A financial emergency during retirement comes up with lots of challenges and restrictions. A retiree can use the contingency fund to meet the small-ticket financial emergency or liquidate a small portion of the retirement corpus to overcome the situation. Still, if it’s a big-ticket financial emergency, you have limited options for rescue. Loans can be used to overcome big-ticket financial needs. However, retirees usually can’t get a big-sized unsecured loan as they don’t have a regular income source. So they have to go for a secured loan. Depending on the loan amount requirement, they can get a loan against investments such as shares, mutual funds, or FDs, or they can also mortgage their residential property to get a loan. Should you really mortgage your home to get a loan? Here are some important factors that can help you make a decision on whether you should mortgage your home to get a loan or avoid it.
Have You Explored Other Loan Options?
Before putting your home as collateral to get the loan, you must explore the other assets that you can pledge to get the loan. For example, you can pledge your car, gold jewellery, shares, mutual fund investments, FDs, etc., to get secured loans easily from the banks. Such secured loans are often processed very fast, and you can also get them at a very low rate of interest. However, if your loan amount requirement is bigger than the other assets available to you, or if you are looking for a longer repayment period to repay the EMIs comfortably, then a loan against your residential property can prove to be a better choice.
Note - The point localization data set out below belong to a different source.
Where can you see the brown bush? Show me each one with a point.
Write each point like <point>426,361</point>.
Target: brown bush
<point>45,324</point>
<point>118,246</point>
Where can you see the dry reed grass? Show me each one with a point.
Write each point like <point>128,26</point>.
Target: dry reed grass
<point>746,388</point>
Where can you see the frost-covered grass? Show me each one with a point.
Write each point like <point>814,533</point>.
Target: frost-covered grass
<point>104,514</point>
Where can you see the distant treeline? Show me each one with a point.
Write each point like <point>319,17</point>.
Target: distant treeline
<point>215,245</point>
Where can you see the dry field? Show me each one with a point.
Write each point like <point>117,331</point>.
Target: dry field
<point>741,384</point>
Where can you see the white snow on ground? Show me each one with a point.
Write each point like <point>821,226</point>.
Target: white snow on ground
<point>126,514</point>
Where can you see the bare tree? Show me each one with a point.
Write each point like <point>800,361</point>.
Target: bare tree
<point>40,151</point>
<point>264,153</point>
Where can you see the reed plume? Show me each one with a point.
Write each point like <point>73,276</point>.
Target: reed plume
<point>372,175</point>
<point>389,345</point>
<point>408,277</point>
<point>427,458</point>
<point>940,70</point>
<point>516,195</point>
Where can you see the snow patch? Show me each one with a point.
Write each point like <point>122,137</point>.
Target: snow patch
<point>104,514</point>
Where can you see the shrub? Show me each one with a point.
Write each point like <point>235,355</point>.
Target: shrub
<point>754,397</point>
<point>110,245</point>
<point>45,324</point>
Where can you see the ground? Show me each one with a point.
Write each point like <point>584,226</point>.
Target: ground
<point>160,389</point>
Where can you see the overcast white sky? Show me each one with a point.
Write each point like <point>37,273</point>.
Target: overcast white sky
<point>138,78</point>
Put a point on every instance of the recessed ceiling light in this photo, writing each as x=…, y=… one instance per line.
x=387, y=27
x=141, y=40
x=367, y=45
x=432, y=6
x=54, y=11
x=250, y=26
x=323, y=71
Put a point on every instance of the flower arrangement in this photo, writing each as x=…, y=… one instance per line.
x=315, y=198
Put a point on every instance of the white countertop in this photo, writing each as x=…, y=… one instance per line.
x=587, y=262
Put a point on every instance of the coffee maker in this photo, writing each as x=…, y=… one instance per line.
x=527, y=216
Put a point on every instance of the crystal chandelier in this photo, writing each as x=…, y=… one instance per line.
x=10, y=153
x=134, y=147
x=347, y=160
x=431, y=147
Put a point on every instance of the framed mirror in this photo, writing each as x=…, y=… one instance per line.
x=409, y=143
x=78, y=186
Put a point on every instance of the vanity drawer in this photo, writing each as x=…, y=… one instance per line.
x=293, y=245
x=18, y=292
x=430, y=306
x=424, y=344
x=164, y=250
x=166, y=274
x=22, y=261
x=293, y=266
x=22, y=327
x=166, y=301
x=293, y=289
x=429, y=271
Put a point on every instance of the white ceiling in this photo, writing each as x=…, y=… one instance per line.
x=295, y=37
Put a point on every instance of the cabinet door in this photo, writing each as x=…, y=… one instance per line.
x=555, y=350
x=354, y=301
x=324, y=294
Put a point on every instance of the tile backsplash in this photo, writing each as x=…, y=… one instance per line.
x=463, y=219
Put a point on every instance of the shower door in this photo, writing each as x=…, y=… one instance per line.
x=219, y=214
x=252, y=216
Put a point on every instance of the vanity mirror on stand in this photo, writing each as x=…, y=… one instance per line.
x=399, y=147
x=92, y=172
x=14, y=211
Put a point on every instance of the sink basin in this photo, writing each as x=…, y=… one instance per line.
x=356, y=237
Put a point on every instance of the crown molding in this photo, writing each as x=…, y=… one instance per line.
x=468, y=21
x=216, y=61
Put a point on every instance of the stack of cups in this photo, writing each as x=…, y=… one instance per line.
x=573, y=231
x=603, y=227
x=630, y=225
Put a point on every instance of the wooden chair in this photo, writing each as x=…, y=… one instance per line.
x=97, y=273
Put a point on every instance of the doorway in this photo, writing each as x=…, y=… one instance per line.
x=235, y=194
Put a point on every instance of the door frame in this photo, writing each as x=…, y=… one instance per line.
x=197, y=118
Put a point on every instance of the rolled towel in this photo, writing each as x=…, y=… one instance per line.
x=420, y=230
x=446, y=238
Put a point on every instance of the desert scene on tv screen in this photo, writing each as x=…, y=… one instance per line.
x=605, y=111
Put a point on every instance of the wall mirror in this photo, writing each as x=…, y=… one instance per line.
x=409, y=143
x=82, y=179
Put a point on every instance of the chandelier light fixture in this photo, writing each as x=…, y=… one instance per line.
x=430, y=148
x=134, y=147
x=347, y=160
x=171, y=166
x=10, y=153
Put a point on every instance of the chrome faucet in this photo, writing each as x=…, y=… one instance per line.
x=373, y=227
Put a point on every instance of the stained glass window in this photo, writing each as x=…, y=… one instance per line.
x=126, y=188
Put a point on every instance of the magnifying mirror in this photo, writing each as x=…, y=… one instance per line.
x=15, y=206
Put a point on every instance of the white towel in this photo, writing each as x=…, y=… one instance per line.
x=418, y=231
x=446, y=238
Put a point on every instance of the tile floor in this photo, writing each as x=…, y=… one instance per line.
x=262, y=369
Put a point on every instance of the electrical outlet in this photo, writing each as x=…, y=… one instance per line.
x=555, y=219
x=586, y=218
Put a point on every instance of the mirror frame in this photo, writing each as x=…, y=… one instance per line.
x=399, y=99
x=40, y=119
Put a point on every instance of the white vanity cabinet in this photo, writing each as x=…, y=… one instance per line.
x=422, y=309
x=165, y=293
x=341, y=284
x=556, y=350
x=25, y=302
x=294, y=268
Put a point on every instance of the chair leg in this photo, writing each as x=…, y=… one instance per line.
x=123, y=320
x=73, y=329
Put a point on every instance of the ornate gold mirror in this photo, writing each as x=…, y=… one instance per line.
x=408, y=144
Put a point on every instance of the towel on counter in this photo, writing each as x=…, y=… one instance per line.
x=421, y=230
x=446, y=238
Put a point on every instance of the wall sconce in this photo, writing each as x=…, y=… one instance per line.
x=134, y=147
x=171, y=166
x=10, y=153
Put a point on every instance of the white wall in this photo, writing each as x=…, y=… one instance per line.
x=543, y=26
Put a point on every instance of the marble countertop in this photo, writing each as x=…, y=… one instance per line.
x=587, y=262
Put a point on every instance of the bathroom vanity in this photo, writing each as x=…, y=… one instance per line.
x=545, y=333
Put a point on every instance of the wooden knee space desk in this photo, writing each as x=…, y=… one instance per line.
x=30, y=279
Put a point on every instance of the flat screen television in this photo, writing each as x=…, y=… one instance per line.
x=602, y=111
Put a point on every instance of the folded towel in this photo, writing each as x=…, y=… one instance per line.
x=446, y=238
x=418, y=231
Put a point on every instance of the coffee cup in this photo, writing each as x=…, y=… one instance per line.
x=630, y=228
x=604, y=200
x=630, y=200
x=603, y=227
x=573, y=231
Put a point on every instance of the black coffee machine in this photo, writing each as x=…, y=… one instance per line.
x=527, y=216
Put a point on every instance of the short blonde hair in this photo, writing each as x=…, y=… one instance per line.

A loan against residential property allows a longer repayment period of around 15 years with a maximum repayment age of up to 80 years, whichever is earlier.
Will You Be Able To Repay The EMIs On Time?
Do you know what happens when you can’t repay the loan against the property on time? The lender may seize your property and auction it to recover their amount. So, it’s important to make your calculations well in advance. Do you think you’ll be able to repay the loan against your property on time? If you are absolutely sure that you’ll be able to repay the loan, you may go ahead and avail of the loan or else avoid it.
Banks usually offer a loan up to around 80 per cent of the property’s value, so you often do not get the funds for the remaining 20 per cent of the property’s value. So, if you think you won’t be able to repay the loan, you may sell your property and use the partial amount to meet your financial emergency and utilize the remaining amount to buy another home of a smaller size for living in it. If the remaining amount is insufficient to buy a home, you may shift to a rental property and use the fund to repay the monthly rent. Choose a rental property for which you can easily afford to pay the rent for the rest of your life.